Oportunidade. Aproveitar a crise é fundamental para desencadearmos profundas mudanças, reciclagens na maneira de compreender e agir e buscar soluções sem tentar justificar ou encontrar saídas intermediárias, conciliadoras e insuficientes, que procuram manter algo ultrapassado.

Renovação. A resposta passa pela adoção de novo paradigma científico, mais próximo da realidade do Direito como uma ciência social aplicada.

Neoperspectiva. Este tempo de reflexão nos permite olhar para novas abordagens e novas conclusões.

Filósofos. Nesta época de transformação encontramos pensadores que marcam presença com suas propostas ?controvertidas?, dentre eles, o professor de Harvard, Ronald Dworkin, importante marco histórico para ciência jurídica devido às suas idéias.

Ditadura filosófica. Conforme menciona o professor Ricardo Lobo Torres, os governos autoritários tiveram ambiente propício para se instalar, principalmente na América Latina, pois estavam sob a proteção, ideologia e prevalência da teoria positivista e kelseniana que forneciam os elementos necessários para legalizar e justificar seus atos (In. I Congresso Internacional de Direito Constitucional da Cidade do Rio de Janeiro; 30.11.05; Anotações pessoais).

Influência. As idéias de Hans Kelsen foram influenciadas por Weber o que nos faz questionar qual relação existente entre positivismo, facismo, controle e poder.

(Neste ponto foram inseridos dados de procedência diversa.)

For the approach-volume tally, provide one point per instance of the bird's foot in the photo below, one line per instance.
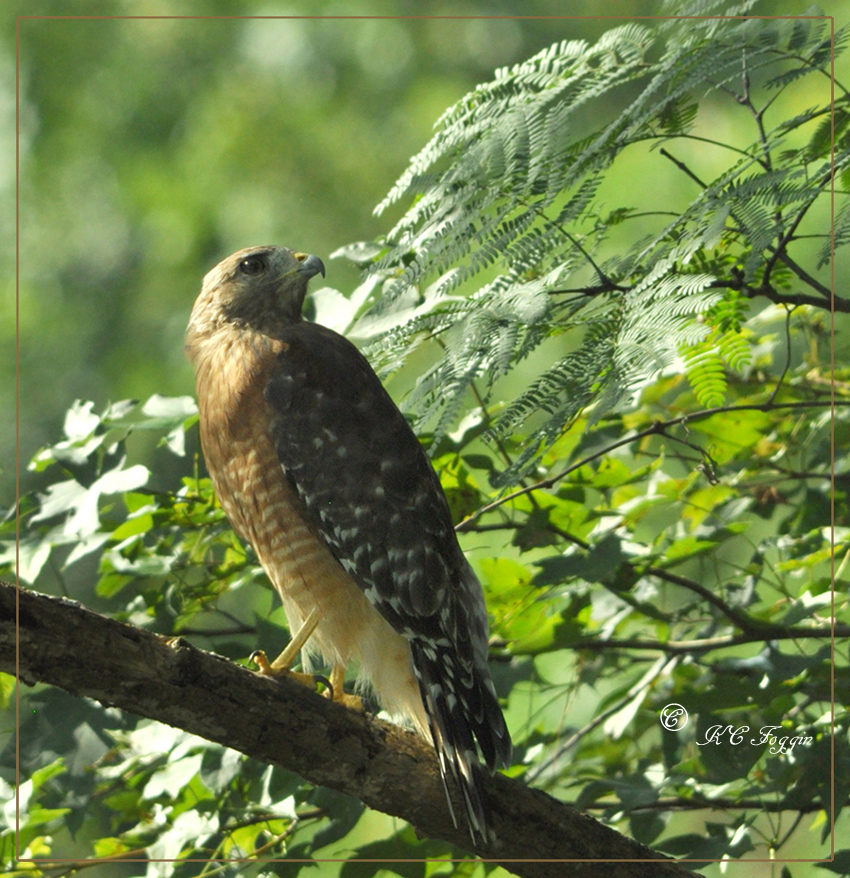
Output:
(336, 693)
(274, 669)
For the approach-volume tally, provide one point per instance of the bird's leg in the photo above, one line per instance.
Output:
(337, 693)
(283, 663)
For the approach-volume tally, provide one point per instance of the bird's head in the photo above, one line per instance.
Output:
(260, 288)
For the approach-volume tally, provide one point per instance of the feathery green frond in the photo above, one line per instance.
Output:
(508, 251)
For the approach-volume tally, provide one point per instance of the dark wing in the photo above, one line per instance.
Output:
(371, 492)
(362, 475)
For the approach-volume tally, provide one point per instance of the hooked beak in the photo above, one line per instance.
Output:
(310, 265)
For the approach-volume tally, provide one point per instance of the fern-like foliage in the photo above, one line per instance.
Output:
(508, 247)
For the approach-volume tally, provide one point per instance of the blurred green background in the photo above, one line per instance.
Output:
(150, 148)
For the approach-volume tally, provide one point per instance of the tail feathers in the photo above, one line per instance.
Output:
(462, 709)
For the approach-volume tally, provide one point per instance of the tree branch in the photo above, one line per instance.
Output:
(64, 644)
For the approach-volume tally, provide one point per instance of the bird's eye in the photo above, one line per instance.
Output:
(252, 265)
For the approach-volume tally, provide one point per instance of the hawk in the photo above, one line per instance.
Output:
(318, 470)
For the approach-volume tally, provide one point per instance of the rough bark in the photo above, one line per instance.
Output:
(64, 644)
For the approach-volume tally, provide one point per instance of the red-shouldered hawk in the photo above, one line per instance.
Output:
(318, 470)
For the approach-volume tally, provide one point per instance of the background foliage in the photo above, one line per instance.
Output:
(603, 276)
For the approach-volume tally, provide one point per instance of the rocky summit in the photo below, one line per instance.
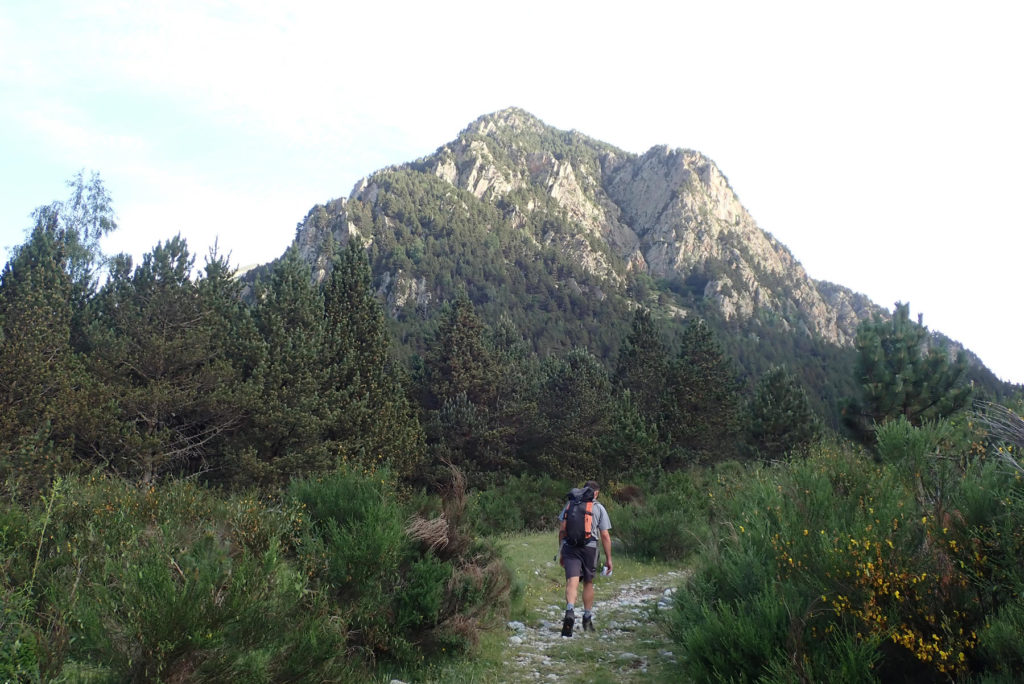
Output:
(566, 234)
(670, 214)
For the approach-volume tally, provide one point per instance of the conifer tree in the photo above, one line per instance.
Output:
(578, 409)
(461, 361)
(701, 411)
(158, 352)
(643, 365)
(902, 373)
(780, 416)
(40, 377)
(372, 420)
(289, 421)
(461, 382)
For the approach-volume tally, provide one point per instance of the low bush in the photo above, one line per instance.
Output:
(102, 581)
(406, 587)
(899, 570)
(522, 503)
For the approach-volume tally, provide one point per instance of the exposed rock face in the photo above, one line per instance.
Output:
(668, 213)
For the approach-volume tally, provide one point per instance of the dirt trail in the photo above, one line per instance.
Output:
(627, 646)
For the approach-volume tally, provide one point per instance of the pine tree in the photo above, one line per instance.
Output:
(158, 352)
(285, 435)
(902, 373)
(461, 395)
(40, 377)
(460, 361)
(643, 365)
(780, 419)
(372, 420)
(701, 411)
(578, 410)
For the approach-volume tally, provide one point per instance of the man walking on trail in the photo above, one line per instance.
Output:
(579, 551)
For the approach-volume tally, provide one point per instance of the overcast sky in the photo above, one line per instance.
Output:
(880, 141)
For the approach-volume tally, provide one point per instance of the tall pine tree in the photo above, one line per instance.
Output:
(780, 419)
(158, 351)
(372, 421)
(286, 433)
(701, 414)
(902, 373)
(40, 377)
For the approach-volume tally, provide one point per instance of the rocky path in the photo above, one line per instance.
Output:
(627, 646)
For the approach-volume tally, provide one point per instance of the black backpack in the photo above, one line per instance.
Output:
(579, 513)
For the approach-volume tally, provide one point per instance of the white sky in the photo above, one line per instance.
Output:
(880, 141)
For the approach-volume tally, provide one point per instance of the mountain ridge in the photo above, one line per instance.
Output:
(662, 229)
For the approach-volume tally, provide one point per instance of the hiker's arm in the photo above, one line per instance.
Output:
(561, 537)
(606, 545)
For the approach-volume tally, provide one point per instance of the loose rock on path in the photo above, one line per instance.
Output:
(627, 645)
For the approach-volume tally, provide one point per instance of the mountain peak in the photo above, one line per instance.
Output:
(514, 119)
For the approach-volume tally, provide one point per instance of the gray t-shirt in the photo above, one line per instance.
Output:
(598, 520)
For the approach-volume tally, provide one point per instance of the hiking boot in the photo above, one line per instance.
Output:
(567, 624)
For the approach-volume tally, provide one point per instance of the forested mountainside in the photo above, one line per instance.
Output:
(563, 236)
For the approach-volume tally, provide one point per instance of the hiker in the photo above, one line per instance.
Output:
(583, 522)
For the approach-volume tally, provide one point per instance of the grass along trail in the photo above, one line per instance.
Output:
(628, 644)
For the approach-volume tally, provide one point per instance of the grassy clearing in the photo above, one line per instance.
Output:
(629, 644)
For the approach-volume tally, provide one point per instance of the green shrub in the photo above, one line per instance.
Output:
(907, 570)
(167, 583)
(522, 503)
(406, 587)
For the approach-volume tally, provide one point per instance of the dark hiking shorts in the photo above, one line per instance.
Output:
(581, 561)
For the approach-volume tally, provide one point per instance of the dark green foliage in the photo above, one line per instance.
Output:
(702, 403)
(522, 502)
(465, 419)
(669, 523)
(780, 416)
(892, 572)
(122, 584)
(461, 361)
(902, 373)
(284, 436)
(372, 420)
(157, 349)
(40, 376)
(578, 408)
(642, 365)
(406, 586)
(78, 224)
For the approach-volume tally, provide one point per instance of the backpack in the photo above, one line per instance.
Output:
(579, 513)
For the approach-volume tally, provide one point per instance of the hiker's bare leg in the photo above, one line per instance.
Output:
(588, 595)
(571, 585)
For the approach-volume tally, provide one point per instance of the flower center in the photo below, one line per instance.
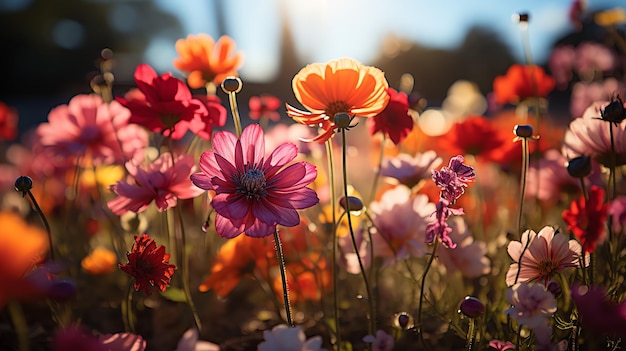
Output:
(335, 107)
(252, 184)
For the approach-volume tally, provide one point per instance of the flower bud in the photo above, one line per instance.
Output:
(579, 167)
(23, 184)
(343, 120)
(355, 203)
(472, 307)
(403, 321)
(554, 288)
(523, 131)
(232, 85)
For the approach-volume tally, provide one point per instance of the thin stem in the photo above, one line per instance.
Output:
(45, 222)
(370, 298)
(20, 324)
(522, 184)
(232, 99)
(421, 301)
(283, 276)
(184, 264)
(333, 204)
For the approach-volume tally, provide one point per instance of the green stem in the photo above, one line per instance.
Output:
(333, 205)
(283, 276)
(421, 301)
(21, 326)
(370, 297)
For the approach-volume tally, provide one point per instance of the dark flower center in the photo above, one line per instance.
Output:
(252, 184)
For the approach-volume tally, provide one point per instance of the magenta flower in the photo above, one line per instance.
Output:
(163, 104)
(89, 127)
(163, 181)
(254, 193)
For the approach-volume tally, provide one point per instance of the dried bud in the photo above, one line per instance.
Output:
(232, 85)
(579, 167)
(23, 184)
(403, 321)
(523, 131)
(472, 307)
(614, 112)
(343, 120)
(554, 288)
(355, 203)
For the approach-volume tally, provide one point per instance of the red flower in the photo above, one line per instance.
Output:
(148, 264)
(164, 104)
(585, 218)
(520, 82)
(394, 120)
(8, 122)
(264, 106)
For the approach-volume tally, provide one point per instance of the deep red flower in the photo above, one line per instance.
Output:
(394, 120)
(148, 264)
(264, 106)
(164, 104)
(8, 122)
(585, 218)
(255, 192)
(520, 82)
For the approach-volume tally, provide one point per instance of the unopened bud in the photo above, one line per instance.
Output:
(232, 85)
(343, 120)
(354, 202)
(579, 167)
(472, 307)
(523, 130)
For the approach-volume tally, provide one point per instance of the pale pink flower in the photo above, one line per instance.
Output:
(123, 342)
(544, 255)
(468, 256)
(163, 181)
(589, 136)
(532, 304)
(189, 342)
(409, 170)
(381, 342)
(548, 178)
(89, 127)
(285, 338)
(254, 193)
(400, 219)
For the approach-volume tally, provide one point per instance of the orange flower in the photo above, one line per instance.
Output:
(22, 246)
(520, 82)
(100, 261)
(343, 85)
(206, 60)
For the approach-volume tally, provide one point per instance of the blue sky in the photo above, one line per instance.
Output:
(328, 29)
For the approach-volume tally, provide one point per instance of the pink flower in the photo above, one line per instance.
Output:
(284, 338)
(381, 342)
(544, 255)
(532, 304)
(164, 181)
(163, 104)
(89, 127)
(254, 193)
(123, 342)
(410, 170)
(400, 220)
(501, 345)
(468, 256)
(395, 120)
(589, 136)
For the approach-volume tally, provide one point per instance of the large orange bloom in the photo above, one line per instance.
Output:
(343, 85)
(206, 60)
(520, 82)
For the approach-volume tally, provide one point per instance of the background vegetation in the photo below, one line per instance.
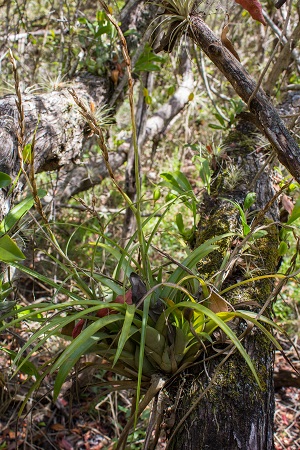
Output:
(81, 243)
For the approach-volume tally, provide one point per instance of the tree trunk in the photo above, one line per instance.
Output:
(235, 414)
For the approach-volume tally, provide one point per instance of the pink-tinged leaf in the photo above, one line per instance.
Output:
(78, 328)
(254, 8)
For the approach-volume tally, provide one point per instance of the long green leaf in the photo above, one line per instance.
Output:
(191, 261)
(224, 327)
(65, 369)
(18, 211)
(9, 251)
(125, 333)
(80, 341)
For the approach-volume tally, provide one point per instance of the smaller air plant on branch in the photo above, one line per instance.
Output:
(175, 20)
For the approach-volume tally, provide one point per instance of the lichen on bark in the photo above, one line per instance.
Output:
(235, 413)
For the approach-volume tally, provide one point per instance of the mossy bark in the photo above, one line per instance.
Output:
(235, 413)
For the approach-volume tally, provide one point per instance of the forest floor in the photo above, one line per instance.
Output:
(85, 418)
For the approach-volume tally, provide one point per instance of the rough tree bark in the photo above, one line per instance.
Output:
(235, 414)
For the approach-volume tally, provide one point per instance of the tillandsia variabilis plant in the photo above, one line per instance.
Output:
(146, 328)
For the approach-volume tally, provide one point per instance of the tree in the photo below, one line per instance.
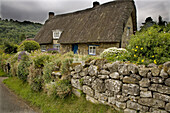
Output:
(29, 45)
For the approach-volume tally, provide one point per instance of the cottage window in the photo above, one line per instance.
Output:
(57, 47)
(56, 34)
(128, 31)
(43, 48)
(92, 50)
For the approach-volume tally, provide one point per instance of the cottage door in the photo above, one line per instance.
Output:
(75, 48)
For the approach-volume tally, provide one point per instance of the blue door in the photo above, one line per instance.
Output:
(75, 48)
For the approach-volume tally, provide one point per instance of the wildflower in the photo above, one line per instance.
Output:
(155, 61)
(142, 60)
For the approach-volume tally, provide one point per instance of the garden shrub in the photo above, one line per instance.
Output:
(29, 45)
(150, 46)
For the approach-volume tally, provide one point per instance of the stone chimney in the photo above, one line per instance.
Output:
(51, 14)
(95, 4)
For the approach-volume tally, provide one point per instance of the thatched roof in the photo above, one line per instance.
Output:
(103, 23)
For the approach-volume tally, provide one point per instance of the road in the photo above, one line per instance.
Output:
(10, 103)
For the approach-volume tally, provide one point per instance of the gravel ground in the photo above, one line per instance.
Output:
(10, 103)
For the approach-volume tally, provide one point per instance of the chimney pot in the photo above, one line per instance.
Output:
(51, 14)
(96, 4)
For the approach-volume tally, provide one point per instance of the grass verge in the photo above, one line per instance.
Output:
(46, 104)
(2, 73)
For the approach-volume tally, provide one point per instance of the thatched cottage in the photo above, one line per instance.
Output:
(90, 31)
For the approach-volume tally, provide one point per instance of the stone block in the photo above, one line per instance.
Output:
(160, 96)
(113, 85)
(167, 107)
(136, 106)
(98, 85)
(160, 88)
(115, 75)
(87, 90)
(167, 82)
(155, 71)
(92, 70)
(151, 102)
(145, 82)
(112, 100)
(132, 89)
(143, 71)
(91, 99)
(156, 80)
(121, 104)
(145, 94)
(76, 83)
(130, 80)
(100, 96)
(129, 111)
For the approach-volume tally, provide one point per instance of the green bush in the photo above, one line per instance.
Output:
(151, 46)
(29, 45)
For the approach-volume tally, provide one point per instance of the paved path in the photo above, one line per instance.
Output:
(9, 102)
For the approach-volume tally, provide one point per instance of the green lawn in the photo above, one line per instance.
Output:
(2, 74)
(71, 104)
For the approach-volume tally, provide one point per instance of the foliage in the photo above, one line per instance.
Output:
(15, 31)
(29, 45)
(151, 46)
(51, 104)
(10, 48)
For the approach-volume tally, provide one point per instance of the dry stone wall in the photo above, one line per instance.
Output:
(126, 86)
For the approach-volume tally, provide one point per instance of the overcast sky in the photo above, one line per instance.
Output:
(37, 10)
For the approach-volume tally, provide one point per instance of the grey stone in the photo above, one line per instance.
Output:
(136, 106)
(111, 100)
(132, 89)
(133, 68)
(167, 82)
(100, 96)
(135, 76)
(123, 69)
(163, 74)
(84, 72)
(87, 90)
(114, 75)
(145, 82)
(103, 76)
(143, 71)
(76, 75)
(98, 85)
(121, 98)
(130, 80)
(151, 102)
(113, 67)
(152, 65)
(92, 70)
(78, 68)
(167, 107)
(121, 104)
(104, 72)
(160, 96)
(129, 111)
(76, 83)
(113, 85)
(155, 71)
(77, 92)
(156, 80)
(145, 94)
(91, 99)
(160, 88)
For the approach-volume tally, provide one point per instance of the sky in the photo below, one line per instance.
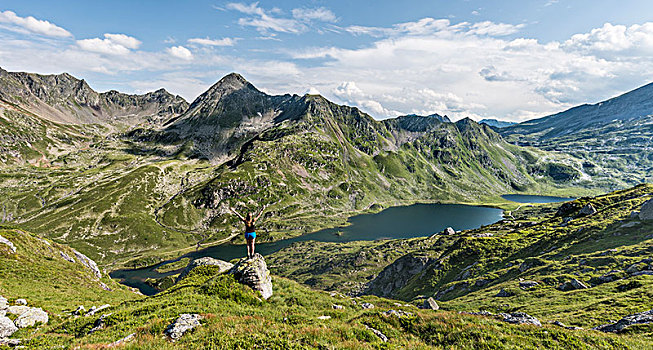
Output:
(510, 60)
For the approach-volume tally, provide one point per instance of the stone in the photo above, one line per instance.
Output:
(88, 263)
(8, 243)
(504, 293)
(67, 257)
(377, 333)
(638, 318)
(7, 327)
(183, 324)
(430, 304)
(587, 210)
(646, 213)
(31, 317)
(205, 261)
(93, 310)
(254, 273)
(520, 318)
(574, 284)
(528, 285)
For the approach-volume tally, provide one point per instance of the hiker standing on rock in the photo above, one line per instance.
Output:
(250, 228)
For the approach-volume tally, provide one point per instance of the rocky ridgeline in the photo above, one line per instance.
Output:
(25, 317)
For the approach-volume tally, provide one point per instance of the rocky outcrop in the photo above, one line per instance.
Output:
(183, 324)
(646, 213)
(638, 318)
(396, 275)
(8, 243)
(89, 263)
(254, 273)
(205, 261)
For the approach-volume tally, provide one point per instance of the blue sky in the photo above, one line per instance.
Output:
(511, 60)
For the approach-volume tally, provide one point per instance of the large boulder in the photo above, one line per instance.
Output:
(646, 213)
(31, 317)
(205, 261)
(638, 318)
(7, 327)
(254, 273)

Formação acadêmica. Lembra-nos o professor Lenio Luiz Streck que, ainda sob o efeito positivista, nossas faculdades de Direito adotam currículo que privilegiam a formação de tecnólogos do Direito: escravos da lei e mero intérpretes desta, sem visão crítica mais aprofundada. (In. I Congresso Internacional de Direito Constitucional da Cidade do Rio de Janeiro; 30.11.05; Anotações pessoais).

Preguiça mental. Hoje, segundo o Doutor Lenio, a política educativa na área jurídica estimula a ?educação manualesca? em detrimento à leitura crítica, profunda, reflexiva dos tratados, da bibliografia clássica e dos pensadores da humanidade.

Fast food. Trata-se de fast food educativo, formação imediatista, com visão empresarial na sua maioria, descomprometidos com a construção de pensadores e profissionais polivalentes, críticos, autônomos e interdependentes.

Receita. O ?bom professor? passa a ser aquele que fornece respostas prontas e soluções matemáticas às controvérsias sociais e não aquele que ensina a pensar.

Ilusão. A resolução lógico-matemática é incapaz de dar conta do complexo universo humano e suas inter-relações.

Robotização. A ideologia kelseniana transformou-se em ditadura tecnológica, escravizando o pensador do Direito, limitando sua capacidade mental a aspectos técnicos, hermeneuticamente regrados, unidimensionais em sua concepção.

Rigidez. Esta estrutura científica atual enrijece a ciência, cria dogmas, afasta o questionamento e mantém lacuna intransponível, pois justifica sua incapacidade de dar conta dos conflitos sob o argumento de que ?o Direito é separado da moral? como se fosse possível dividir e segmentar os atributos humanos.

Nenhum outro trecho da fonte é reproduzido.